But if the 63-year-old chancellor sails her way -- as widely predicted -- to a fourth term in Sunday's legislative elections, the leaders of the United States and Germany will have to figure out a way to work together in the long term.

Pretty much everything about "Mutti," as Europe's most influential leader is known at home, sets her apart from the 71-year-old occupant of the White House, from their background to their personality and political style.

Merkel is as cautious, low-key and pragmatic as the US president is impulsive, blustery and unpredictable.

Since the start of the year, the pastor's daughter from East Germany has left the world in little doubt as to her deep differences with the American president -- the third she has worked with after George W. Bush and Barack Obama.

When addressing a joint press conference in Washington with the former real estate mogul, elected on a pledge to put "America First," Merkel instead advocated an "open-minded" approach to globalization.

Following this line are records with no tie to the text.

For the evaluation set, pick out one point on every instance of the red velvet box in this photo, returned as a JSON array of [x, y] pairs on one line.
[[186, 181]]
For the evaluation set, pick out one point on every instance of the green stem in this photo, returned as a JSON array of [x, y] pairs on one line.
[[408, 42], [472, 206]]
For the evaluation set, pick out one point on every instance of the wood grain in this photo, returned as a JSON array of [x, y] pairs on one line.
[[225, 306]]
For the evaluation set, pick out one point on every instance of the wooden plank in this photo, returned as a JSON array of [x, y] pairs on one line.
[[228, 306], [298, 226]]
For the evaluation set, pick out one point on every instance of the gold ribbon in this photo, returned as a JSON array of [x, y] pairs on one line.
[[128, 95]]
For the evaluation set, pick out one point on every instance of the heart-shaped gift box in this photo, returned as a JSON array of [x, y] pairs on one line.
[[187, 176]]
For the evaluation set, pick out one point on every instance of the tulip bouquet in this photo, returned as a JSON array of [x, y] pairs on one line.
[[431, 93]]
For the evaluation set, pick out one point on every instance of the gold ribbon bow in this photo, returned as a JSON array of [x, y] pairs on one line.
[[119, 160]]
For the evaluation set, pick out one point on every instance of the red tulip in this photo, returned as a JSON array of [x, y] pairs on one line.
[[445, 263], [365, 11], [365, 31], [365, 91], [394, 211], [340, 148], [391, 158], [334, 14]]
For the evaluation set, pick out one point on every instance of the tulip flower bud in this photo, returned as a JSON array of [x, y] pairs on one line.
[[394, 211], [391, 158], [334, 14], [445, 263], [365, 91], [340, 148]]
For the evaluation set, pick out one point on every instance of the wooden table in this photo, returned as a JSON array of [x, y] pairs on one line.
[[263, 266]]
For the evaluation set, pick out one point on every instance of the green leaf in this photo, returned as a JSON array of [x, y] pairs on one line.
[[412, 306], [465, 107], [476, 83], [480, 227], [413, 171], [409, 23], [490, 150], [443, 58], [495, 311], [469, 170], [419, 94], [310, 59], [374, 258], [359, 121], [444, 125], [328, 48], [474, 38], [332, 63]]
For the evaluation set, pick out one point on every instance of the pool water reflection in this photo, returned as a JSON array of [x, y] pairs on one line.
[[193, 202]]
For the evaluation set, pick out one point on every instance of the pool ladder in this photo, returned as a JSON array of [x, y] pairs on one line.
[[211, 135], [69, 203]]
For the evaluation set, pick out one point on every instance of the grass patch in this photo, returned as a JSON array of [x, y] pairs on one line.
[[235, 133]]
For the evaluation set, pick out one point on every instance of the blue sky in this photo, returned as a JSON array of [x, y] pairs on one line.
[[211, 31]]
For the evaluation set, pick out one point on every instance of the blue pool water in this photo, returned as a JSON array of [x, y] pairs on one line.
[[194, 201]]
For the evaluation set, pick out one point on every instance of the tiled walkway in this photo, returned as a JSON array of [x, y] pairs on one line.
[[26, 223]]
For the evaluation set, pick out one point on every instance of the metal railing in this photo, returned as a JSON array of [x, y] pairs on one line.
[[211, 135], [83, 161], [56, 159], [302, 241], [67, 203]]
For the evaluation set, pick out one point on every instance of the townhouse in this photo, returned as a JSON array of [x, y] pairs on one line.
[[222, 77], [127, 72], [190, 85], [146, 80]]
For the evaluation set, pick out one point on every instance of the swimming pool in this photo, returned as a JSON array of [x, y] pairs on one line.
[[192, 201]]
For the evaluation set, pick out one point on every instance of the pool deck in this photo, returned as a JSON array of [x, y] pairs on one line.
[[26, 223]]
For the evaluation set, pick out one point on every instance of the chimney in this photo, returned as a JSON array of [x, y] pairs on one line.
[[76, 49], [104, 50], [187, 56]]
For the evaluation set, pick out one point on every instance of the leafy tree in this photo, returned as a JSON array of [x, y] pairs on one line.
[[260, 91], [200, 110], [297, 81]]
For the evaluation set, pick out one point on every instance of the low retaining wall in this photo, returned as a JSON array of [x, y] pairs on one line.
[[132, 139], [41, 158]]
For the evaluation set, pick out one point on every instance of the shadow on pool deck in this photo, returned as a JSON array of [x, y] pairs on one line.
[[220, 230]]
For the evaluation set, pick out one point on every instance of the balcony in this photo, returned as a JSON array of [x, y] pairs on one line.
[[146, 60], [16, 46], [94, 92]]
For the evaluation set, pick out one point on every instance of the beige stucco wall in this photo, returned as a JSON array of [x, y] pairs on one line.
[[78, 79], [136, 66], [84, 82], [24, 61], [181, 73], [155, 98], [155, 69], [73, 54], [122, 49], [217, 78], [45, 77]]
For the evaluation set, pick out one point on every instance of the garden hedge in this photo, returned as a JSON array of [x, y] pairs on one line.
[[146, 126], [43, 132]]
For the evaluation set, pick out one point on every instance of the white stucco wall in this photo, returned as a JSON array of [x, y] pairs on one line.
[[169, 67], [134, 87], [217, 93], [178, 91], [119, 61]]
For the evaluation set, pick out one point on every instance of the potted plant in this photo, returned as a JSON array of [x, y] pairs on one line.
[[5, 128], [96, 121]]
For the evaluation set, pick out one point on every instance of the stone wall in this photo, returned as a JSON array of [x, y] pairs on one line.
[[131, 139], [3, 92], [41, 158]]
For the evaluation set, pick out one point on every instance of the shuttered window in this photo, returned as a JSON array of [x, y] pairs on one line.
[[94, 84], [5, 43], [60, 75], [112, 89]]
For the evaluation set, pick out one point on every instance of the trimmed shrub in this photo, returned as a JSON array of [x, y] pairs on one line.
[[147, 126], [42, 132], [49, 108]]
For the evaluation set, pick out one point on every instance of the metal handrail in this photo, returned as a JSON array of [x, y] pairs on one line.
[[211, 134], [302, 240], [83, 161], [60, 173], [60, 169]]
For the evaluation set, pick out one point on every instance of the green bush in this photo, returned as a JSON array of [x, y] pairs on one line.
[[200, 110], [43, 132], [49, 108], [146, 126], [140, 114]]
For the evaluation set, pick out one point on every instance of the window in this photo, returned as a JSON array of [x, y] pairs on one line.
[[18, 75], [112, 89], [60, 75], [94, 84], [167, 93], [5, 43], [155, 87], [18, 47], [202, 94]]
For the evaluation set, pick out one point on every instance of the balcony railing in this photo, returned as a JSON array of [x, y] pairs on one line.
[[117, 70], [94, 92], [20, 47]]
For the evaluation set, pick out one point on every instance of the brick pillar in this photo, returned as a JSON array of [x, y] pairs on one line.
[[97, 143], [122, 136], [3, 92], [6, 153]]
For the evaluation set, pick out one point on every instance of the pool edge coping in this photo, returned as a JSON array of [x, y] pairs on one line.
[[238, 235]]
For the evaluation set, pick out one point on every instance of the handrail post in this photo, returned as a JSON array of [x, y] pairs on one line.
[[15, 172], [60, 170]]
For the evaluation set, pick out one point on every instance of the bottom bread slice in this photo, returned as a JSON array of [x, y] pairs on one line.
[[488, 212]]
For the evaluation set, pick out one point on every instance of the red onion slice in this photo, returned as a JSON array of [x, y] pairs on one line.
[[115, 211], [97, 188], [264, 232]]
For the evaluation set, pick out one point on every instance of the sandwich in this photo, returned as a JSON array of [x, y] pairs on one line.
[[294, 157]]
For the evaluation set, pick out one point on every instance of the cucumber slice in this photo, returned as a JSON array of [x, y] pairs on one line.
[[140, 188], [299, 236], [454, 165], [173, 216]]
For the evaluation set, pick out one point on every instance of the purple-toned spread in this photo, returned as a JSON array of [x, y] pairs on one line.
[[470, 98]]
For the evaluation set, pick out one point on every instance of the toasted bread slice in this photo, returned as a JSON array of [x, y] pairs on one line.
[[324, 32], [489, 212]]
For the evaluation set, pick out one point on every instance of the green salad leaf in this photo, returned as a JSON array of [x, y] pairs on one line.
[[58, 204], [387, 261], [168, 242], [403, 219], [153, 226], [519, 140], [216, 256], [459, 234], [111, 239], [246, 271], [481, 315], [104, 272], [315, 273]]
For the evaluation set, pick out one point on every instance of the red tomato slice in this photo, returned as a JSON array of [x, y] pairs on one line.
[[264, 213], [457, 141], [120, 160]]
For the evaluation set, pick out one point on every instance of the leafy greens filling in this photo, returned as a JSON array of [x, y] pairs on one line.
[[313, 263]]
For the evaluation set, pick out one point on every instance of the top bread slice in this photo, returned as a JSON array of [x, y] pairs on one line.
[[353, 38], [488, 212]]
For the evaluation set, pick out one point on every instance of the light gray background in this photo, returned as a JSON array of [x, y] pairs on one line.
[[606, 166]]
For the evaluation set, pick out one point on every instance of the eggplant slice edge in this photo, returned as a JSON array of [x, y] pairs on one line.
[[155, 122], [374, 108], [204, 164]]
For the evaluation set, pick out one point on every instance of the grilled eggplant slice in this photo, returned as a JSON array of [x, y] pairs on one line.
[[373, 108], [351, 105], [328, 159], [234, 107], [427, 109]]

In Sicily last summer, after a bruising G7 meeting which saw Trump break with America's global partners on the Paris climate deal, she did not mince her words in saying the "unsatisfactory" talks had been "six against one."

Days later in Munich, the chancellor warned that the trans-Atlantic bond had been weakened by Trump's election and that the Old Continent could no longer blindly rely on its historic ally.

"We Europeans truly have to take our fate into our own hands," she declared.

Differences run deep

"Trump and Merkel are oil and water," summed up Charles Kupchan, professor of international affairs at Georgetown University and a former advisor to Obama.

"Trump made it to the Oval Office by challenging the establishment and promising to discontented Americans that it was time for change. Merkel is the opposite."

"She keeps winning because she promises Germans business as usual."

The differences between the two run deep.

Complaining about Germany's trade surplus is nothing new coming from Washington, but Trump has been far more aggressive than his predecessors, threatening retaliation in the form of border taxes.

Berlin is furious about the US president's decision to pull out of the Paris climate accord.

And if he follows through on threats to tear up the 2015 nuclear deal struck between six world powers and Iran, the relationship will sour even further.

Back in 2003, under the Social-Democrat government of Gerhard Schroeder, German opposition to the US-led war in Iraq badly strained ties with the Bush administration.

But never in recent history, says Kupchan, have tensions between Washington and Berlin run so high.

"Trump is raising questions about the US commitment to free trade, to combating climate change, to upholding the order that Europeans and Americans have built since World War II," he said.

At stake is far more than just bilateral relations: as the veteran among Europe's current leaders, Merkel holds a unique role on the world diplomatic stage.

Speaking to the base

The Trump-Merkel relationship has also been defined in part by the need -- on both sides -- to cater to their electoral base.

When Trump was campaigning last year on a tough anti-immigration platform, he would hold up the chancellor as a counter-example, openly deriding her decision to open Germany's borders to hundreds of thousands of asylum seekers.

"Hillary Clinton is running to be America's Angela Merkel, and we've seen how much crime and how many problems that's caused the German people," he told a rally in North Carolina.

Merkel has also had to fend off any suggestion from her rival Martin Schulz that she lacks backbone towards the US leader.

"She has in the last few months been provoked by the election campaign into a somewhat stronger rhetorical position than she would prefer," said Jeremy Shapiro, research director at the European Council on Foreign Relations.

With the German election out of the way, ties between the leaders could yet improve. But few observers are holding out hope for a fresh start.

So what can the ever-pragmatic Merkel realistically hope to achieve in her dealings with the 45th US president?

"Stand up for yourself, but do it quietly. Don't engage in public fights with him, and try to get along to the extent that you can without showing weakness," Shapiro said.